It was during this time the welfare came. They told my grandparents that if any of my Grandfathers family set foot in the house again or associated with them all of my grandparents children would be removed forever.
When my mother was little she lived on a beach in tents with her extended family. Aunties, uncles, cousins. They all lived together at 11 mile beach near Esperance WA. She tells me she went to school one day but when she returned home all of her cousins had been removed. There was chaos. All of the children were gone and taken to missions hundreds of miles away. Mother and Fathers wailed and cried but they knew they were powerless to do anything.
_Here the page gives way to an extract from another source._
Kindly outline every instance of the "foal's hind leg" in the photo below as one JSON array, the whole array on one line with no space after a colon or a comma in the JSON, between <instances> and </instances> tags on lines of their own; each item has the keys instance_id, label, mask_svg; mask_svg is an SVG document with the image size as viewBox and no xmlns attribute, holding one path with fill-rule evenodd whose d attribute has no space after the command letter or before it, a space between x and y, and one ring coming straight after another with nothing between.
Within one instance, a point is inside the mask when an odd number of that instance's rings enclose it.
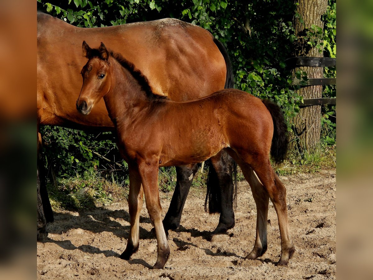
<instances>
[{"instance_id":1,"label":"foal's hind leg","mask_svg":"<svg viewBox=\"0 0 373 280\"><path fill-rule=\"evenodd\" d=\"M176 186L168 210L163 220L166 234L168 234L169 230L176 229L180 224L181 214L186 196L192 185L193 178L198 170L198 166L197 164L176 167Z\"/></svg>"},{"instance_id":2,"label":"foal's hind leg","mask_svg":"<svg viewBox=\"0 0 373 280\"><path fill-rule=\"evenodd\" d=\"M255 259L267 251L267 225L269 195L250 167L242 168L242 173L248 182L257 207L256 234L254 247L245 258Z\"/></svg>"},{"instance_id":3,"label":"foal's hind leg","mask_svg":"<svg viewBox=\"0 0 373 280\"><path fill-rule=\"evenodd\" d=\"M141 179L137 170L131 168L129 169L128 207L131 219L131 228L126 250L119 257L123 259L129 259L132 254L138 249L140 212L142 208L144 193L141 185Z\"/></svg>"},{"instance_id":4,"label":"foal's hind leg","mask_svg":"<svg viewBox=\"0 0 373 280\"><path fill-rule=\"evenodd\" d=\"M153 267L163 268L170 255L170 248L162 223L162 208L158 190L158 162L154 159L139 162L139 171L145 194L145 201L149 217L156 231L158 256Z\"/></svg>"},{"instance_id":5,"label":"foal's hind leg","mask_svg":"<svg viewBox=\"0 0 373 280\"><path fill-rule=\"evenodd\" d=\"M278 265L286 265L294 252L289 229L286 189L275 172L268 156L258 157L252 166L269 195L277 213L281 240L281 254Z\"/></svg>"}]
</instances>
The children were removed because they were black. Nothing more.
They were black. Aboriginal. Boongs, coons Abos. How could these people possibly know how to raise children? The government knew better and without warning ripped all of the children away.
Why was my mother and her 7 siblings not taken? Their Mother was a white woman, and no government was ever going to remove well fed loved children from a white woman. That cruelty was reserved for the blacks. The darkies.
So from that day on, to save his children from being removed and placed in the care of welfare my Grandfather had to disown his own family. From that day on my Mother and her siblings were told they must never ever mention they were Aboriginal. If anyone asked about the colour of their skin or where they were from they were to say they were Italian or any other race. Anything but Aboriginal.
This taught my Mother to be so ashamed and fearful of who she was. Mum told me she once had a friend joining her at home for lunch on a school day ask who that the black man she saw outside her house? Mum was ashamed to tell her and instead said he was the gardner. To this very day Mum is wracked with guilt that she erased her fathers identity out of shame and fear her friend would find out she was Aboriginal.
It didn’t matter. The friend realised it was Mums Dad and as soon as they got back to school she stood on the top steps of Perth Girls high school and screamed at the top of her lungs “Jenny Williams is a BOONG!”
Years passed and my mother met and married my Dad. They had five children. I am the youngest surviving child. When I was three we moved across to Canberra. Far away from family and kin.
When I grew up we never spoke of who we were. My mother was too ashamed to tell us. It was only when I was seven and a group of Aboriginal performers came to our school that I found out who I was. After they performed I rushed up to them and hugged them. There was something so familiar about them. I didn’t know what it was. I’d never met them but I knew that I ‘knew’ them. The teachers quickly ushered me back to class.
When I got home that day I excitedly told my Mum what had happened. I wanted to know who these men were and why I felt so excited to see them and felt like I knew them. It was as though I was seeing someone I’d missed for a very long time finally come back into my life.
That’s when she told me who I was. These men were Aboriginal men and I, like her was also Aboriginal. I was too young at the time to understand the enormity of what had happened but I knew in my heart that I belonged to them, though it was as long time before I could find out more. My Mother was still too ashamed to speak of it.
When I was older, about 12, we moved across the country back to our homeland in WA and I got to spend time with all of my Aunts and Uncles and Cousins. One of my Uncles is a very respected Elder in the Aboriginal community. He was a lot older than my Mother and left home when she was still young so was able to learn our ways and traditions.
Uncle helped me understand who I was. He taught me the ways and the meanings of our people. He spoke to me about ancient traditions passed down from elders before. Things my mother was never able to learn or speak of.
My uncle taught me not to be afraid who I was and to nurture and accept the spiritual gifts I was given. He taught me of the Dreamtime and the Dreaming. He altered my life’s course forever. Back to the path it should always have been on.
This story has many other chapters but I will leave those for another time.
My reason for sharing all of this is to help people understand what is lost when we erase culture and tradition from our First Nations people. It’s so much more than people realise. My Mother still lives in shame. She will die never fully being able to be who she is.
Had it not been for my uncle I would not have nurtured my gifts which have helped hundreds of people and continue to do so.
I needed to share the back story so people would understand this movement is so much more than stopping name calling.
I like so many others am exhausted from the fight. We’re fierce but we’re tired. We need to hand over the baton for a bit and without other people standing up there’s no one to hand that baton to.
For those of who you understand or want to learn more. I thank you. My people thank you. There is so much work to do.
Thank you for fighting for us and with us.
Dedicated to my Mother who gave me life and kept her head up despite the pain. And to Uncle, who taught me how to find the way back home.